Subject:RE: Using Drum Samples From Music
Reply by: DjXSoundz
Date:12/12/2002 3:04:33 PM

combine it with another snare?

Subject:RE: Using Drum Samples From Music
Reply by: r56
Date:12/14/2002 2:51:36 AM

If your sample is not cut during the initial attack but there is a small amount of decay, you may try the following:

The easy way…
For short and cut out samples use your audio editor and:
Place a marker at the end of the wave.
Select the whole wave, copy it and paste it at the end of the original.
Select only the new part (from the marker till the end) and reverse it.
Select the entire wave area and apply a fade-out from 100% to 0
You may need to normalize the new wave.

The hard way…
For longer samples
Drums sounds manipulation is quite difficult due to the fact that the length of most is usually short, the dynamic curve decays fast and this limits the available loop points.
Use a sample editor to find a clean loop start-end preferably some point right after the initial hit just when the sound starts decaying.
Experiment until you get a loop without noticeably audible clicks. (Not always possible though…), the loop of the waveform at this point will sound more like a bad-grounded old turntable than a drum, but this is normal.
Modify the various Envelopes parameters to achieve among other things the natural slight pitch changes over time, the fading volume curve and the decay time of the sound.
Trim the unused portion following the loop.
If you get a loop without clicks but with abrupt volume change, export the wave prior applying any envelope to it and open it in your audio editor. Smooth any peaks at the beginning of the loop.
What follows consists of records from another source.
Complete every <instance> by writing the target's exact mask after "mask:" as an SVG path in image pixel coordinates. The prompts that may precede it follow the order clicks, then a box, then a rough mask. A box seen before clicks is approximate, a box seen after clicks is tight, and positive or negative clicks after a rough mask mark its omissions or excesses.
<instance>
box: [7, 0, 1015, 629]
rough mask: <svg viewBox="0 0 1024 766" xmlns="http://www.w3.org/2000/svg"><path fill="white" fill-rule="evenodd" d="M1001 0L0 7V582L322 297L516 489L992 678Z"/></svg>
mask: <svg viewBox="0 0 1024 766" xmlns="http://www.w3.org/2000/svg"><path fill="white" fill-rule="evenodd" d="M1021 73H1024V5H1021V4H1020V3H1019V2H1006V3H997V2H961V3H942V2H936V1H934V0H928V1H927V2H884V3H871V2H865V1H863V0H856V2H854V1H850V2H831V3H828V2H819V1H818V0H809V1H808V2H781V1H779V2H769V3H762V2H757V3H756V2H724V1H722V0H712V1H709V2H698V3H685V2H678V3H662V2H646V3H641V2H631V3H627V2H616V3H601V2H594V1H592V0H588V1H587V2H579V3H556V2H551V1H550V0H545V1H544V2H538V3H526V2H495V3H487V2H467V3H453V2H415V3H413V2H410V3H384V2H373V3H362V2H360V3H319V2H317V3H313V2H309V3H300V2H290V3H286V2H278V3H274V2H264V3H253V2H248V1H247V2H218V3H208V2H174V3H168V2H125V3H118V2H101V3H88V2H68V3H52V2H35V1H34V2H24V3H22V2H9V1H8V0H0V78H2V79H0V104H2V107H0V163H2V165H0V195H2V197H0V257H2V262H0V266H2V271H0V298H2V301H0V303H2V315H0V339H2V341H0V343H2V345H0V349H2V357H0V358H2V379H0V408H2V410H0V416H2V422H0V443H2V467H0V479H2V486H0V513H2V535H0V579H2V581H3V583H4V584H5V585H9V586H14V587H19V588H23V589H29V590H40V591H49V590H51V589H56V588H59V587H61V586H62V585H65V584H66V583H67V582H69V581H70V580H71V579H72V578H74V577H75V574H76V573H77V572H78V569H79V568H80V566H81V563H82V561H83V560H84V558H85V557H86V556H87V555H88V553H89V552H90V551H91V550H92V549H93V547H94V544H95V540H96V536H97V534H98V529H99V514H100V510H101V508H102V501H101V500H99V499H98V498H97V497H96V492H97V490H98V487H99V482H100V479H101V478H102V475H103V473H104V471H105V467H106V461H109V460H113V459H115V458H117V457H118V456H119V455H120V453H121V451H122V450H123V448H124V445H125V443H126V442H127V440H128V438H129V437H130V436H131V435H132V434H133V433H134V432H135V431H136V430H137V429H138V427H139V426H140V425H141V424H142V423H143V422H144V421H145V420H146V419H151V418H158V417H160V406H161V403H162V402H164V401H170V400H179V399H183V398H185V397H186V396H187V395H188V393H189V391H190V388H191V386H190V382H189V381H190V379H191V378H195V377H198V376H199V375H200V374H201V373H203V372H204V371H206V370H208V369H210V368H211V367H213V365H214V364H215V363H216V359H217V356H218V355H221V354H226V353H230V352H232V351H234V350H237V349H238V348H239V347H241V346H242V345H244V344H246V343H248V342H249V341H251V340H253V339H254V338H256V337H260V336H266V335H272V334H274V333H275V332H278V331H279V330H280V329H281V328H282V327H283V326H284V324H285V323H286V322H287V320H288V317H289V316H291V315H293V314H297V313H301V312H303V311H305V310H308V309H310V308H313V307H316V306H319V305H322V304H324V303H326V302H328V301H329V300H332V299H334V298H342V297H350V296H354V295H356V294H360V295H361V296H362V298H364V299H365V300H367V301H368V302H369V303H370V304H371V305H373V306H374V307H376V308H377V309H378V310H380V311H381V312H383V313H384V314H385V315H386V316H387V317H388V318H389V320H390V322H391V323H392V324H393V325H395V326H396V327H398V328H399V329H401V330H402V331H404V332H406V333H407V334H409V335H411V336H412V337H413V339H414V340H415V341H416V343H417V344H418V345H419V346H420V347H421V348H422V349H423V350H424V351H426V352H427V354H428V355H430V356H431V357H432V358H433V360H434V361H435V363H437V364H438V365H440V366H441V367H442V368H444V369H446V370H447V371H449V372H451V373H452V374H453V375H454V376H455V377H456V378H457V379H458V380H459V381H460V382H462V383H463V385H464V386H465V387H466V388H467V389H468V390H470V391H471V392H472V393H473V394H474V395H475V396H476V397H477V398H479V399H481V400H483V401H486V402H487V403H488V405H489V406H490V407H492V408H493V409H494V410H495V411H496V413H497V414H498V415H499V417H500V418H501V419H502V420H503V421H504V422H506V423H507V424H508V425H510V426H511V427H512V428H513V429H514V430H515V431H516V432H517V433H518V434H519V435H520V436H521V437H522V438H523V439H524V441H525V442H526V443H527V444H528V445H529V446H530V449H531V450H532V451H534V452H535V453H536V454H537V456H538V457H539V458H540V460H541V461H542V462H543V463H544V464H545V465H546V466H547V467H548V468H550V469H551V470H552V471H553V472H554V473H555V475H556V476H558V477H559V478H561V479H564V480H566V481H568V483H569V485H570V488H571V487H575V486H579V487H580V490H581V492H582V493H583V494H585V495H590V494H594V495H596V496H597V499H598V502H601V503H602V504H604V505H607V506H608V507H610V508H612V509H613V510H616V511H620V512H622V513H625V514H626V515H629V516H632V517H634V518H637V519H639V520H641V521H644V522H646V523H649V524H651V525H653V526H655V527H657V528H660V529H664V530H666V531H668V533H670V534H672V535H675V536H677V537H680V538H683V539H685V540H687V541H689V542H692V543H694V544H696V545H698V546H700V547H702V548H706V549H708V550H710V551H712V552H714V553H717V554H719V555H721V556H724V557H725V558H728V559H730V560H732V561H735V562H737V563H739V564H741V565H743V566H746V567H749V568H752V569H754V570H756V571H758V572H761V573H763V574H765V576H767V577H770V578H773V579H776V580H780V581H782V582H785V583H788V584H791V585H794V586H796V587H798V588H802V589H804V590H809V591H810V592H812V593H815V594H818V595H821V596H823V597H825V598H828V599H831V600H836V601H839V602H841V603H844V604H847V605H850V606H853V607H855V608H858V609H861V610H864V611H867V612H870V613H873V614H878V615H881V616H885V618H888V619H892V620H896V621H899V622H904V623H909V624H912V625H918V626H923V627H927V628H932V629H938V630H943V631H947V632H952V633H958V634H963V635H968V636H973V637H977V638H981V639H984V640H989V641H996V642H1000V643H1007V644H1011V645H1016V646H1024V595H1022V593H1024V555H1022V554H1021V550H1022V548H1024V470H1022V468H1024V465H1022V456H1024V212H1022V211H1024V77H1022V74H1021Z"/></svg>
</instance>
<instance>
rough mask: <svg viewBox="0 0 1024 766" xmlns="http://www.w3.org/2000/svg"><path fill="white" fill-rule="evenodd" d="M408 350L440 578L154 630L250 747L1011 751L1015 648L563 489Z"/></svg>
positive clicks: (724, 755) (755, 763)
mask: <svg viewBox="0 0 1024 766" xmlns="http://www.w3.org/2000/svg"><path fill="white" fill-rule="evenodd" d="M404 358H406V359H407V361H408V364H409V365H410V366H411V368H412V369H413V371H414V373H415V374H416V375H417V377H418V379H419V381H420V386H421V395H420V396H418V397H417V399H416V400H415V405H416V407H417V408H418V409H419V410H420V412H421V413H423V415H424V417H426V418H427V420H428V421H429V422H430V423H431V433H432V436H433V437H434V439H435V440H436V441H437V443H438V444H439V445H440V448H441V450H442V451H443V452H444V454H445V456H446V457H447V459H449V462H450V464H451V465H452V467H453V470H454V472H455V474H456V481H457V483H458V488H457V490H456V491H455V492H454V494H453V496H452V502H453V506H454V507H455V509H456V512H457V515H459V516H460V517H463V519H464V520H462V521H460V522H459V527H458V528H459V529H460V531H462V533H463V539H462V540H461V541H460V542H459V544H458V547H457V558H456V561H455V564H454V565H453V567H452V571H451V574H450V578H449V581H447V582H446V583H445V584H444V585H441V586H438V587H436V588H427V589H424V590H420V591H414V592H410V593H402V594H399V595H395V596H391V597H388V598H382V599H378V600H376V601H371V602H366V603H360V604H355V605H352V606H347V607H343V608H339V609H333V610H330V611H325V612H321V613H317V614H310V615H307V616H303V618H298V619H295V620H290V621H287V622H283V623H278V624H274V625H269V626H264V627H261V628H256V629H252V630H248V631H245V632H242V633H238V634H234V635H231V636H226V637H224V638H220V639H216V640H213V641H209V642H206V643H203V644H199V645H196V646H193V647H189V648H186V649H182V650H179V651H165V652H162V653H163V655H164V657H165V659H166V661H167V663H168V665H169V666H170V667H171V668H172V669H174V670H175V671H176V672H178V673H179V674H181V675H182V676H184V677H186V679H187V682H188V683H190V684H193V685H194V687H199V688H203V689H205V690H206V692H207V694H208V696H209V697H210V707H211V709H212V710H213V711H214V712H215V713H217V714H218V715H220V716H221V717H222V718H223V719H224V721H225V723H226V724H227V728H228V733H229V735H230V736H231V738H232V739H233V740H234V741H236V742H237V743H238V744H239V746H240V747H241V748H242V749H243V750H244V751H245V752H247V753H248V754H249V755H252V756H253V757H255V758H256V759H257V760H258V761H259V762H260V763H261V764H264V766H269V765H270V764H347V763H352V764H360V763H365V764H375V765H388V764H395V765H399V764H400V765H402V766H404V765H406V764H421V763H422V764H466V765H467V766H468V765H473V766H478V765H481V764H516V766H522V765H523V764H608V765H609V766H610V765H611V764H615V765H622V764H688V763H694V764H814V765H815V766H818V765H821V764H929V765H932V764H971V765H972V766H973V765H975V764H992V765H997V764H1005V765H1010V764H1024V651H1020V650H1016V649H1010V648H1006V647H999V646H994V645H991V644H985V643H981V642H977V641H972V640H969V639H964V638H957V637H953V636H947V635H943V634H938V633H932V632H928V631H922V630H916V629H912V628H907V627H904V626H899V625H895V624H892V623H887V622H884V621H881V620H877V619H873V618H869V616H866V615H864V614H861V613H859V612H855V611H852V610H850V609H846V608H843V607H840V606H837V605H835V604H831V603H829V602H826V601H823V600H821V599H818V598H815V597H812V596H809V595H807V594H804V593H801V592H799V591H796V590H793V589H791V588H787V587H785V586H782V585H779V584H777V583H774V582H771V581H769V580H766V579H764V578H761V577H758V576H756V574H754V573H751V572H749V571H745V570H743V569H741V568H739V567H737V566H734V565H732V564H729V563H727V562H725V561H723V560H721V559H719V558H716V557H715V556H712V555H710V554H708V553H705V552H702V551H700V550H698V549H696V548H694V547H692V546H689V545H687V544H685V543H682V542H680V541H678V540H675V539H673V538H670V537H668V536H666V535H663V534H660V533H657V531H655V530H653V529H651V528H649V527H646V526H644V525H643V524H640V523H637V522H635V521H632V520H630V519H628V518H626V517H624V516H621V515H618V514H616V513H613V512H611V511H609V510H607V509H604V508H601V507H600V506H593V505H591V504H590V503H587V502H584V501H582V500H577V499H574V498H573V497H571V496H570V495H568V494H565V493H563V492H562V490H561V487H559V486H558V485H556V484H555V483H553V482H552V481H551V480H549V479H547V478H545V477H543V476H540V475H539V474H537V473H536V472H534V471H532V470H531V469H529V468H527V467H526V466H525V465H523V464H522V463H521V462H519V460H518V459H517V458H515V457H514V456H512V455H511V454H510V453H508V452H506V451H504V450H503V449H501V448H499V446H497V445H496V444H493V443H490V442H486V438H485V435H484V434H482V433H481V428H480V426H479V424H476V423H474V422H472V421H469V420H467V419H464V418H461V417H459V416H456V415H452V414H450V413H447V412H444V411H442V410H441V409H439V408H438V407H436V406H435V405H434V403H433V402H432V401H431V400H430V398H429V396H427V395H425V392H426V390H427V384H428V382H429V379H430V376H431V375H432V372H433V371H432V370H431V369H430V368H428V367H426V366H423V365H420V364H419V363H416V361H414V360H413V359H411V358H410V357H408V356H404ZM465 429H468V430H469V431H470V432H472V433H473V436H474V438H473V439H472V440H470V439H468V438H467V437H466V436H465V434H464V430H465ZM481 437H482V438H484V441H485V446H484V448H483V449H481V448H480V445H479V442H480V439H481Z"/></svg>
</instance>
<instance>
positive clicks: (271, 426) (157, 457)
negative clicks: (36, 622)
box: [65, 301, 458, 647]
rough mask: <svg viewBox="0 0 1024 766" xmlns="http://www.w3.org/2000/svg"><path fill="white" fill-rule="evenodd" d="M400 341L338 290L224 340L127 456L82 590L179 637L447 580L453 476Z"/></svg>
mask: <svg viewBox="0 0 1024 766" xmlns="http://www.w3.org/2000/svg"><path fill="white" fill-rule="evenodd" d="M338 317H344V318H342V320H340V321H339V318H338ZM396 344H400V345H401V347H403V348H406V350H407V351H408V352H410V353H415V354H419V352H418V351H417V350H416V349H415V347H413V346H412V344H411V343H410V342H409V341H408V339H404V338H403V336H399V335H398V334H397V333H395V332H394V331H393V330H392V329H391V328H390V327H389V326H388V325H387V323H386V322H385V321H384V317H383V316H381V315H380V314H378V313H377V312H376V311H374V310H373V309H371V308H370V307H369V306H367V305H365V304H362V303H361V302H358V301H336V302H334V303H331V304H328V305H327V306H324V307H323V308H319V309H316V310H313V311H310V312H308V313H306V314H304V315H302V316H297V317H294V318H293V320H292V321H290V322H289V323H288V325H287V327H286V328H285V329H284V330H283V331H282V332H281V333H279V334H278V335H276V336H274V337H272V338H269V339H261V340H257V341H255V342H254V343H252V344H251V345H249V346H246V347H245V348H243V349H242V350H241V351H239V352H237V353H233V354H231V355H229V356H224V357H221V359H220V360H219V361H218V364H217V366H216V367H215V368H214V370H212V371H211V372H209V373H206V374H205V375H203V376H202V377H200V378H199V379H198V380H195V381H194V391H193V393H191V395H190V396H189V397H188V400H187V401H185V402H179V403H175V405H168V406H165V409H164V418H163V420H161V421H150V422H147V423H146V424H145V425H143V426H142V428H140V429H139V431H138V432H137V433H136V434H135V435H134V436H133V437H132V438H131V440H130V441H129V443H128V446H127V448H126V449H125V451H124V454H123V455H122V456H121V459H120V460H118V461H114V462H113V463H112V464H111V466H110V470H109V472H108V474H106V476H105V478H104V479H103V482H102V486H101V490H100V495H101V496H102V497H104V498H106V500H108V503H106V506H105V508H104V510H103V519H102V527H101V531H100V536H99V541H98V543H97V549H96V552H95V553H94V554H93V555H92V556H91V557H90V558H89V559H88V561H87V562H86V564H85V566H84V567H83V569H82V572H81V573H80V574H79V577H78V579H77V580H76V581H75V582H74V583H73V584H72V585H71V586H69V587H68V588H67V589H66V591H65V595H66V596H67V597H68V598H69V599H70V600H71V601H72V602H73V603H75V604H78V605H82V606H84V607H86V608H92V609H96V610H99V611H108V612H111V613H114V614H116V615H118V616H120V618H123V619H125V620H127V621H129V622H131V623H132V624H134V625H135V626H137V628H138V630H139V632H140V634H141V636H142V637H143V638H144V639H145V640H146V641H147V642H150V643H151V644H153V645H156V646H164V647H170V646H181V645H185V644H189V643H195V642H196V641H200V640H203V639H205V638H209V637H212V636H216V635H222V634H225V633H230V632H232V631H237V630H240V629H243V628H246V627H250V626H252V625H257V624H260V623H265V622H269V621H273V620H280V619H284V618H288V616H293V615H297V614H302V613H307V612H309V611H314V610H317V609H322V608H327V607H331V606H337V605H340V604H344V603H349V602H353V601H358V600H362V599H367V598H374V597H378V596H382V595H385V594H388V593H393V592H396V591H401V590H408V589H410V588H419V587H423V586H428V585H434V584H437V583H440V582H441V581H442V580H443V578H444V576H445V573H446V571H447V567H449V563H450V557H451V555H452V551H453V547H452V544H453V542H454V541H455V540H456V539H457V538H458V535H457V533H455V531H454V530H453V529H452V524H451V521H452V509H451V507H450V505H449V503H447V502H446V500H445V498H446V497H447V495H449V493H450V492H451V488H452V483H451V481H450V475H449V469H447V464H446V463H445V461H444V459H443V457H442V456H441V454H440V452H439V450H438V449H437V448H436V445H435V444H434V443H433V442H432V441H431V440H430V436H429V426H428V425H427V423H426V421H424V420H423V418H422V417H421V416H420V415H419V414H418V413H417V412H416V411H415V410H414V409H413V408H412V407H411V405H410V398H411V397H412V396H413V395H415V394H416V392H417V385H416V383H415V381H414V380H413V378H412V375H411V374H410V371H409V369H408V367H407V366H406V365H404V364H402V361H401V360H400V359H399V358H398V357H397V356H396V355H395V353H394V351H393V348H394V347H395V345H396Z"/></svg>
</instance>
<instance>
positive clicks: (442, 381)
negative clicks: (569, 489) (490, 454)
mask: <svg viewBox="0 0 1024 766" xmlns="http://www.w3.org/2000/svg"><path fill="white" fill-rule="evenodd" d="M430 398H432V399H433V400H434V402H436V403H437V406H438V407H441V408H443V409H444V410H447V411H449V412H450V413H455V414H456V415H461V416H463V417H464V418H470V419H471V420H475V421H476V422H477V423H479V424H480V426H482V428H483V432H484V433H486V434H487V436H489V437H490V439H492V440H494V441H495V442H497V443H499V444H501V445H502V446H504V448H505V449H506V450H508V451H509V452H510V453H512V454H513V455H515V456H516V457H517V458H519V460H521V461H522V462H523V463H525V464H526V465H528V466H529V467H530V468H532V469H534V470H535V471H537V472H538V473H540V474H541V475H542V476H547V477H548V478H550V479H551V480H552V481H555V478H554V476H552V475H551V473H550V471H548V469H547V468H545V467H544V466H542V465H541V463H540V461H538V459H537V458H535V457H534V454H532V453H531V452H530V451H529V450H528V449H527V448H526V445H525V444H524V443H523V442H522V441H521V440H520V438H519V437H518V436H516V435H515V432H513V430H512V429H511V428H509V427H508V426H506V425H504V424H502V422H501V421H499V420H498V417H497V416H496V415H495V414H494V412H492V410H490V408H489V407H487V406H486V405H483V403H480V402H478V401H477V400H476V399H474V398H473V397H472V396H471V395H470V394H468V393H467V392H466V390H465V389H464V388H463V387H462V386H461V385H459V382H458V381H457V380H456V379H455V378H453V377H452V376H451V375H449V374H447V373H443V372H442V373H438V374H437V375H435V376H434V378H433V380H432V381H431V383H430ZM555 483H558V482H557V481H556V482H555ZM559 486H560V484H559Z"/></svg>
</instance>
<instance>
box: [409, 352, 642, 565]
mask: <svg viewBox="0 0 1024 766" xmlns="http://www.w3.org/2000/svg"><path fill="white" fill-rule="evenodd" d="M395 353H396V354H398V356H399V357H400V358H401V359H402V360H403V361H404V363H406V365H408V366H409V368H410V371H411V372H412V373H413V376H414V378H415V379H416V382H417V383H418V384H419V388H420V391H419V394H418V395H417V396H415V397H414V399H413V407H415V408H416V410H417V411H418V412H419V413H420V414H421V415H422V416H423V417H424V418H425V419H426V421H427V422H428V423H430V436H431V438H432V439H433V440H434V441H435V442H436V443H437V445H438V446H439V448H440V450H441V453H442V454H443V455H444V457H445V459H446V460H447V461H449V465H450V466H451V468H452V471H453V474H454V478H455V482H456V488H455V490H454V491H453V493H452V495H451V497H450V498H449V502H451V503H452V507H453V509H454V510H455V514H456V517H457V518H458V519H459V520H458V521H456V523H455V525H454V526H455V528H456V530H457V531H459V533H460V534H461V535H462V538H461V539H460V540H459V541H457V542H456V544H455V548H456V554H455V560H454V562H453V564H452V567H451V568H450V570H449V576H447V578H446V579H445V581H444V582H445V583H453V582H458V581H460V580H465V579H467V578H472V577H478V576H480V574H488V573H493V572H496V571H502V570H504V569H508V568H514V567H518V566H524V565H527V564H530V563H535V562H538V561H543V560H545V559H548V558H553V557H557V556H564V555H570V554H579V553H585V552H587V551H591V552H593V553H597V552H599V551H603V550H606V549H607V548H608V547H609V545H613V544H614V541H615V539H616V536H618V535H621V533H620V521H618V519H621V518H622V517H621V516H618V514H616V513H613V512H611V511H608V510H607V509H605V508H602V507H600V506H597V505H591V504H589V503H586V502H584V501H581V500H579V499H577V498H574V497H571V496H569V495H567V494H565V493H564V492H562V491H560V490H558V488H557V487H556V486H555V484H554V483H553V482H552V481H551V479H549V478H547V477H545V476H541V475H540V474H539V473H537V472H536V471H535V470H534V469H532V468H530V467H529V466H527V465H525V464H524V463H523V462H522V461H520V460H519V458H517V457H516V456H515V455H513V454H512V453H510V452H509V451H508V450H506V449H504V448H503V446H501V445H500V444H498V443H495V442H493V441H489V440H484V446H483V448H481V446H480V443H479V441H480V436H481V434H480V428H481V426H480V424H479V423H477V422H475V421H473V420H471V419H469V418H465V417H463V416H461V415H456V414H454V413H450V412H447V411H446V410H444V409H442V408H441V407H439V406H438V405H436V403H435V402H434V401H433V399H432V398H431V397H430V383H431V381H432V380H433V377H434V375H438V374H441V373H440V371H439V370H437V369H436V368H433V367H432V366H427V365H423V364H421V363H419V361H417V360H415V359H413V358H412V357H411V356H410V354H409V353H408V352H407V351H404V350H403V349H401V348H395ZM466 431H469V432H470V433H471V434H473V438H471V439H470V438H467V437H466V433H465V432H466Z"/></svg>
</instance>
Save the wave and import it again in the sample editor to continue shaping the sound.

Longer sounds such as Toms, crash cymbals, gongs, etc can be repaired this way.
Shorter sounds including some kind of Snares, Rim, Closed-Hats, etc cannot be fixed with this method.

I have worked on drum sounds this way at the beginning of the 90s, back then it was difficult to find the sounds you wanted, few variations existed and most of the available collections were expensive.

Today with so many inexpensive and free drum samples it is easier and less time consuming to edit a clean sample directly and build new sounds out of it.